Allardice is a command pilot with more than 5,000 hours in the C-141, C-5, C-17, KC-135 and C-21.

==Education==
- 1980 Bachelor of Science degree in civil engineering, U.S. Air Force Academy, Colorado Springs, Colorado
- 1985 Squadron Officer School, Maxwell AFB, Alabama
- 1987 Master's degree in systems management, University of Southern California, Los Angeles, California
- 1993 Air Command and Staff College, Maxwell AFB, Alabama
- 1998 Air War College, Maxwell AFB, Alabama
- 2003 Senior Executive Fellowship, John F. Kennedy School of Government, Harvard University, Cambridge, Massachusetts
- 2006 Program for Senior Managers in Government, John F. Kennedy School of Government, Harvard University, Cambridge, Massachusetts

==Military assignments==
- September 1980 – August 1981, student, undergraduate pilot training, Williams AFB, Arizona
- September 1981 – September 1986, instructor pilot and flight examiner, 86th Military Airlift Squadron, Travis AFB, California
- October 1986 – September 1987, Air Staff Training officer, Deputy Chief of Staff for Plans and Operations, Headquarters U.S. Air Force, Washington, D.C.
- October 1987 – August 1990, instructor pilot and flight examiner, 57th Military Airlift Squadron, Altus AFB, Oklahoma
- September 1990 – July 1992, joint training and operations officer, director of operations, Headquarters U.S. European Command, Stuttgart-Vaihingen, Germany
- August 1992 – June 1993, student, Air Command and Staff College, Maxwell AFB, Alabama
- July 1993 – September 1993, student, Armed Forces Staff College, Norfolk, Virginia
- October 1993 – June 1997, chief of safety, 436th Airlift Wing, and commander of 9th Airlift Squadron, Dover AFB, Delaware
- July 1997 – May 1998, student, Air War College, Maxwell AFB, Alabama
- June 1998 – October 1998, chief of War and Mobilization Plans Division, Directorate of Operations and Training, Deputy Chief of Staff for Air and Space Operations, Headquarters U.S. Air Force, Washington, D.C.
- October 1998 – May 2000, chief of Expeditionary Air Force Implementation Division, Directorate of EAF Implementation, Deputy Chief of Staff for Air and Space Operations, Headquarters U.S. Air Force, Washington, D.C.
- May 2000 – June 2002, commander of 437th Operations Group, Charleston AFB, South Carolina
- June 2002 – June 2004, commander of 62nd Airlift Wing, McChord AFB, Washington
- June 2004 – October 2005, director of personnel, Headquarters Air Force Materiel Command, Wright-Patterson AFB, Ohio
- October 2005 – March 2007, director of airman development and sustainment, Deputy Chief of Staff for Manpower and Personnel, Headquarters U.S. Air Force, Washington, D.C.
- March 2007 – March 2008, commander of Coalition Air Force Transition Team, Baghdad, Iraq
- April 2008 – July 2009, director for strategy, plans and policy, Headquarters U.S. Central Command, MacDill AFB, Florida
- August 2009 – September 2011, commander of 18th Air Force, Scott AFB, Illinois
- September 2011 – present, vice commander of Air Mobility Command, Scott AFB, Illinois

== Effective dates of promotion ==

| Insignia | Rank | Date |
|---|---|---|
|  | Lieutenant general | August 19, 2009 |
|  | Major general | February 25, 2008 |
|  | Brigadier general | October 1, 2005 |
|  | Colonel | September 1, 1998 |
|  | Lieutenant colonel | March 1, 1994 |
|  | Major | October 1, 1991 |
|  | Captain | May 28, 1984 |
|  | First lieutenant | May 28, 1982 |
|  | Second lieutenant | May 28, 1980 |

==Post-military career==
Allardice is employed as a senior mentor for the Joint Staff, J7, in support of Combatant Command and Joint Task Force Operations and Exercises.
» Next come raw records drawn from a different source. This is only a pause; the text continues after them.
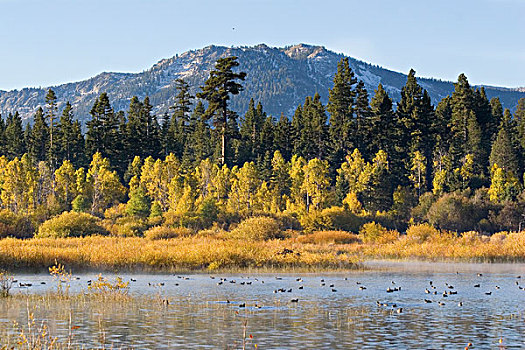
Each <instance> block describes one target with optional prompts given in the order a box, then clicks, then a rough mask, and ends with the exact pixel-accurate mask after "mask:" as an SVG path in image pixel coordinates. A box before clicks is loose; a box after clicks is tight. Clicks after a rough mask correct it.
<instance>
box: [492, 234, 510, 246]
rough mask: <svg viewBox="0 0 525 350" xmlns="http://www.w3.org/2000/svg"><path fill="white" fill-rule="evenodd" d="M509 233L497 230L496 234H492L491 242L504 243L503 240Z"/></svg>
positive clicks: (493, 242)
mask: <svg viewBox="0 0 525 350" xmlns="http://www.w3.org/2000/svg"><path fill="white" fill-rule="evenodd" d="M508 235H509V233H508V232H505V231H503V232H497V233H495V234H493V235H492V236H490V238H489V239H490V243H492V244H501V243H503V241H504V240H505V239H506V238H507V236H508Z"/></svg>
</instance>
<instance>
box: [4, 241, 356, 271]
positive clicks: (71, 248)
mask: <svg viewBox="0 0 525 350" xmlns="http://www.w3.org/2000/svg"><path fill="white" fill-rule="evenodd" d="M55 260H56V261H59V262H60V263H61V264H63V265H65V266H67V267H68V269H71V270H74V271H85V270H99V271H104V270H106V271H107V270H111V271H122V270H127V271H130V270H143V271H195V270H217V269H229V268H232V269H252V268H253V269H255V268H269V269H289V268H310V267H315V268H352V267H354V265H355V264H356V263H357V262H358V260H357V259H356V258H355V256H354V255H353V254H347V253H346V251H345V249H333V248H332V247H329V246H327V245H314V244H300V243H298V242H294V241H291V240H269V241H251V240H250V241H239V240H236V239H235V240H233V239H232V240H225V239H220V238H214V237H180V238H176V239H169V240H149V239H144V238H139V237H126V238H124V237H102V236H93V237H79V238H60V239H55V238H39V239H31V240H18V239H11V238H7V239H3V240H0V265H1V266H5V267H7V268H9V269H12V270H14V269H31V270H36V271H41V270H47V269H48V267H49V266H52V265H53V264H54V262H55Z"/></svg>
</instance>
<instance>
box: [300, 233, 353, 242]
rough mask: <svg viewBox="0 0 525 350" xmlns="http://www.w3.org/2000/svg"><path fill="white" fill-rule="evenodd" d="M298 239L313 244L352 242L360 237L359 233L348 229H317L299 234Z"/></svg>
mask: <svg viewBox="0 0 525 350" xmlns="http://www.w3.org/2000/svg"><path fill="white" fill-rule="evenodd" d="M297 241H298V242H300V243H311V244H350V243H356V242H358V241H359V239H358V237H357V235H355V234H353V233H350V232H346V231H315V232H313V233H310V234H308V235H304V236H299V237H298V238H297Z"/></svg>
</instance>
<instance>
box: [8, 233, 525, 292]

He also serves as a Senior Fellow in support of the National Defense University’s Pinnacle, Capstone, and Keystone programs, which are designed to train newly selected generals and admirals to be more effective in joint and multinational operations.

Allardice is also a member of the Air Force Studies Board of the National Academies’ National Research Council, “Opportunities for the Employment of Simulation in U.S. Air Force Training Environments.”

Allardice founded Allardice™ Enterprises, Inc., in 2013 after serving in the United States Air Force for over 33 years.